When Ms Davies was in her final year at university her grandfather passed away and "very kindly" left her $2,000 which was enough money to buy a ticket to London.
"I worked in packaging design and illustration, I loved it," she said.
Ms Davies said as a designer, still life was a very disciplined way of working.
"I like the orderliness of still life and its precision, as a designer I was very precise, and there is something about the quietness of still life," she said.
"You can be bowled over by landscapes, you can be bowled over by abstract that hits you, almost grabbing you and making you feel an emotion.
"I find with still life I can almost be wrapped in it, I can stand there for hours and look at a beautiful still life and it has a sense of calm."
Ms Davies said still life had an incredible background which originally grew from a desire for people to show how wealthy they were in the Dutch 16th and 17th Centuries.
"Wealthy merchants wanted to show off how rich they were and to do that they hired still life painters who would come in and paint their beautiful things," she said.
"Still life painters wanted to inject some of their own nuanced thinking and that is why you started to get in still life a candle burning down, a skull, a torn page of a book, petals from a flower that had fallen.
"They were used as a metaphor to remind us about our own immortality and that beauty was not lasting forever, and I love that about still life.
"As still life started to grow centuries ago, women started to paint quietly at night, it was not well paid but that was how they could survive as artists and still have children.

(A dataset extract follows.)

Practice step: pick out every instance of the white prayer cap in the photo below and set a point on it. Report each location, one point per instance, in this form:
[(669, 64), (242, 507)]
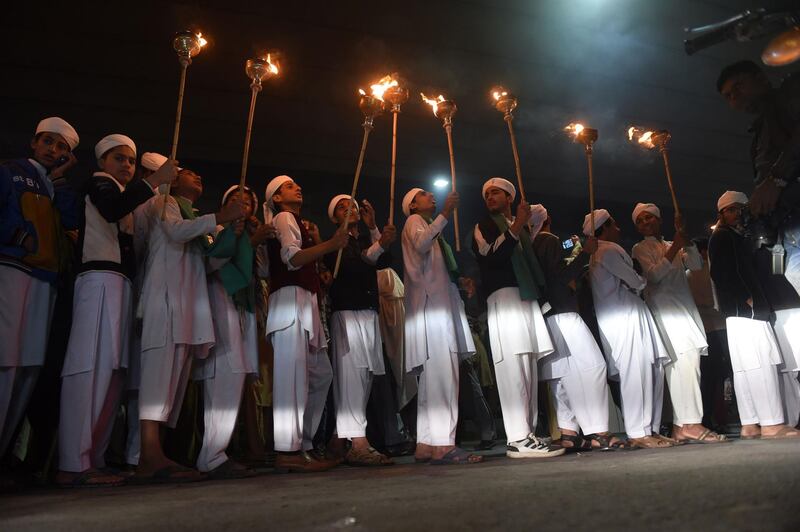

"That is why quite a lot of still lifes are quite dark because they were painted by candlelight.
"I have moved on from that mine are light and bright and full of colour and freshness, but it is the same story.
"I am a woman trying to paint within my home but still enjoy that development of still life as an art form."
Ms Davies' exhibition Cornucopia takes place at Studio Gallery and Bistro, Marrinup Drive, Yallingup from March 16 to 30, 2021.